I didn’t mean that, I’ve just worked in education long enough to understand what “known to the school and others” means.
This child’s parent didn’t respond to you in the typical way, for reasons we both likely understand. They were probably never going to.
I wouldn’t suggest it’s the norm, but having worked with Autism and SEMH for a long time, before moving into professional services for SENd, you do just become a bit desensitised to it. I used to work with kids who threatened to burn my house down, and had they had my address - would have.
That’s why I’m not phased by or frightened of my son and his outbursts. I’ve seen and managed worse.
It’s not that your response is wrong, if that’s how you feel, it’s that others wouldn’t have it because they’re unfortunately less emotionally hurt by violence from children.

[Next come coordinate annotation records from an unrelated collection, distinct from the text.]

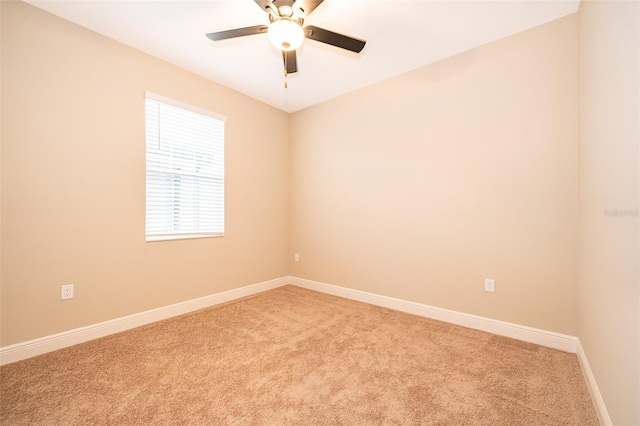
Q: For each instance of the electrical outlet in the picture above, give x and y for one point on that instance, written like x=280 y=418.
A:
x=489 y=285
x=67 y=292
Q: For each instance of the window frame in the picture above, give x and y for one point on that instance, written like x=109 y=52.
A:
x=191 y=233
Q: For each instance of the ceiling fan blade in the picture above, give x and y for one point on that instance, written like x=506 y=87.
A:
x=308 y=6
x=238 y=32
x=290 y=61
x=334 y=39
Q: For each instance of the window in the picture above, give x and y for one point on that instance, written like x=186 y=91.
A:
x=185 y=171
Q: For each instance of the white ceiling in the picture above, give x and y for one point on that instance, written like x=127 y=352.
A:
x=401 y=35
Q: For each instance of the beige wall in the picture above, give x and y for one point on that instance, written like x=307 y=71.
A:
x=609 y=300
x=424 y=185
x=73 y=182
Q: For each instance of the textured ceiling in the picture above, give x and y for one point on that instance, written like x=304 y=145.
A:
x=401 y=35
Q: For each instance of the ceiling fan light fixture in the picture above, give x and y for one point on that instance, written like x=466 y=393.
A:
x=285 y=34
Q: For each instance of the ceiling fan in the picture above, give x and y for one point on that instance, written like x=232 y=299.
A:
x=286 y=32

You get used to it.
It genuinely is something to be “sucked up.” The educational landscape isn’t going to change any time soon, budgets aren’t going to magically improve, and more specialist provision won’t open overnight. Your school could be doing better by getting EHCPs etc in place, but you’re right - this is more common nowadays.
Our deprived and more challenging schools in terms of demographics are “worse hit,” there is an increase in challenging behaviour, mainstream schools aren’t set up to manage that particularly effectively, and those situations only lead to one place. Here.
I don’t know what you want to change, but in the very immediate future - I’m not sure it will. IMO what should change is mainstream schools should be better equipped to manage, and use strategies that are known to work in specialist.